Volume 593: debated on Tuesday 24 February 2015

I am delighted to report to the House that the number of CT scans performed at the Countess of Chester Hospital NHS Foundation Trust increased by 67% between 2010 and 2014. In December 2014, only 0.6% of patients waited more than six weeks from referral to test at the trust—that is rather better than the figure we inherited in 2010 of 4.9%, and I hope that the Opposition will welcome it.

I welcome those fantastic figures at the Countess of Chester hospital. Will the Minister confirm that early and accurate diagnosis is crucial for dealing with many conditions, and that we are seeing the results of that in improved survival rates for conditions such as cancer?

My hon. Friend is absolutely right to say that diagnostics play a key role in our drive to improve cancer survival, which is why we have committed £750 million to deliver our cancer strategy, including £450 million to achieve better diagnosis of cancer, and better awareness and access to diagnostic tests. Projections show that that is working; we are on track to see 12,000 more cancer patients a year surviving for at least five years in 2015, which is more than double the target of 5,000 we set ourselves in January 2011. I hope that the Labour party will agree that these are real benefits for cancer patients in the NHS today.
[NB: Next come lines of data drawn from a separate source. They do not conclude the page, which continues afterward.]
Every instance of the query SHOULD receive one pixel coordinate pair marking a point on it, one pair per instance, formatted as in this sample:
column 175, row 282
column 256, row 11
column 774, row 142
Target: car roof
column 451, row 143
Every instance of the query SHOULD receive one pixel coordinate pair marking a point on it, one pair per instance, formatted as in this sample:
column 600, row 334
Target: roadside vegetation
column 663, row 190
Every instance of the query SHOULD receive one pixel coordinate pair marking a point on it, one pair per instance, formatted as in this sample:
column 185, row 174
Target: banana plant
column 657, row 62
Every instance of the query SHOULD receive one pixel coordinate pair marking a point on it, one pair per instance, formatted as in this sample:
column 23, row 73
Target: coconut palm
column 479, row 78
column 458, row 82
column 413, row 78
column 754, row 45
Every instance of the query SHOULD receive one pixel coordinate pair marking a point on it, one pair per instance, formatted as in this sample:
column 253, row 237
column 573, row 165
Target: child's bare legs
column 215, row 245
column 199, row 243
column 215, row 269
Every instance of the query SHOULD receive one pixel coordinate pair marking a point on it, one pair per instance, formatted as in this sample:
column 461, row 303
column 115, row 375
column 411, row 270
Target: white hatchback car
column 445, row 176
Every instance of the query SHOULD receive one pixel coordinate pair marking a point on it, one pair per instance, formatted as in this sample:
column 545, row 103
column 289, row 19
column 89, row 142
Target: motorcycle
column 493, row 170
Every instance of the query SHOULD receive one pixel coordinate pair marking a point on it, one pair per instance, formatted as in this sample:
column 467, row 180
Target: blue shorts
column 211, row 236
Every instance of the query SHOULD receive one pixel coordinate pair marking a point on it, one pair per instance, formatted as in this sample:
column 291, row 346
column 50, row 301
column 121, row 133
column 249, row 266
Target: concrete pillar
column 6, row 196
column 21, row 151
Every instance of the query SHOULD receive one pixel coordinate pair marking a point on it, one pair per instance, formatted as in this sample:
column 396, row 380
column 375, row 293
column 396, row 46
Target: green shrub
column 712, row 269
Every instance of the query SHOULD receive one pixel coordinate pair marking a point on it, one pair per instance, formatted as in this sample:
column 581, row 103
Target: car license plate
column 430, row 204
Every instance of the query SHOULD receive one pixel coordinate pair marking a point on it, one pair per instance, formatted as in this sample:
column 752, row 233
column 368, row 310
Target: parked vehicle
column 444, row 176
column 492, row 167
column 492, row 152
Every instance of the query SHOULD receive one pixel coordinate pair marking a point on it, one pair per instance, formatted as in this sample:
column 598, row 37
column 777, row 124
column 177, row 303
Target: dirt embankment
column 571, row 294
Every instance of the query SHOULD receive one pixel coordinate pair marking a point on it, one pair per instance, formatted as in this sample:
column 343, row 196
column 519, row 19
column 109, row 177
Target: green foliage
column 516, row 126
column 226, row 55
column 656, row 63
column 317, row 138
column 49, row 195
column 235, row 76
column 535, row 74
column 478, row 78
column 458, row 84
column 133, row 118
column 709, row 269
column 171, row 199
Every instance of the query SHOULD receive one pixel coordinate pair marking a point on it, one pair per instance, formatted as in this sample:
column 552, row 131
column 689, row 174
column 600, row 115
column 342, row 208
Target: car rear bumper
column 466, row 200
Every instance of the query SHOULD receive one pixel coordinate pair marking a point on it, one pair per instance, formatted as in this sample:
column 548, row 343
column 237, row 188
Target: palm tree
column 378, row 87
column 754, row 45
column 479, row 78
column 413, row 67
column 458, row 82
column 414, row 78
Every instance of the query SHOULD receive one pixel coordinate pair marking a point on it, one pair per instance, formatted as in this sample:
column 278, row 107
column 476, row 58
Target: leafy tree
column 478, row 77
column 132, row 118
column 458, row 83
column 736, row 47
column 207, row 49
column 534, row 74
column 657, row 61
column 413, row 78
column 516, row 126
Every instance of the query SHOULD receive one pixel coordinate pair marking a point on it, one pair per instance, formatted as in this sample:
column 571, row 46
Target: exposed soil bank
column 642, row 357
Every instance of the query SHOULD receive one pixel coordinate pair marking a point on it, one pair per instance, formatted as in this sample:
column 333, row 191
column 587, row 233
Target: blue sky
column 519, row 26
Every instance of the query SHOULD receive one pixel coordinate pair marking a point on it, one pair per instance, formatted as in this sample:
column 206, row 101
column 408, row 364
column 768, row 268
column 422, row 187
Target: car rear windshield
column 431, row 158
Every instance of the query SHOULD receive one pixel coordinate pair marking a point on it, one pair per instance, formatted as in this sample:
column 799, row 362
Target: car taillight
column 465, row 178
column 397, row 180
Cancer scanning services in Cheshire and Staffordshire have recently been subjected to a competitive tendering process, and the contract was awarded to Alliance Medical, despite its bid being £7 million more expensive than the NHS bid. Can the Secretary of State explain why the more expensive private sector bid was chosen over the better value NHS bid to provide these services? Will he commit to investigating the bidding process to ensure that the tender was conducted fairly? [Interruption.] He is chuntering from a sedentary position, but will he today confirm, because this is a matter of profound public interest, that no contact of any sort took place between his Department and the board of Alliance Medical with regard to this decision, including at any point with the current board member, the right hon. and learned Member for Kensington (Sir Malcolm Rifkind)?

Order. That was a considerable essay to which a pithy but comprehensive response is expected. The House seeks it.

I admire the hon. Gentleman’s chutzpah but it ill behoves him to talk to us about privatisation; it was his party that led to the increases and it is this Government who have stopped it, and he needs to acknowledge that. On the facts, in December the NHS in England performed more than 130,000 more diagnostic tests compared with December 2013. I note that he did not talk about Wales, where 24% of patients have waited more than eight weeks for their diagnostic test—the comparative figure is 2% of patients in England.

Order. The question was about Chester, so there was no particular reason to talk about Wales.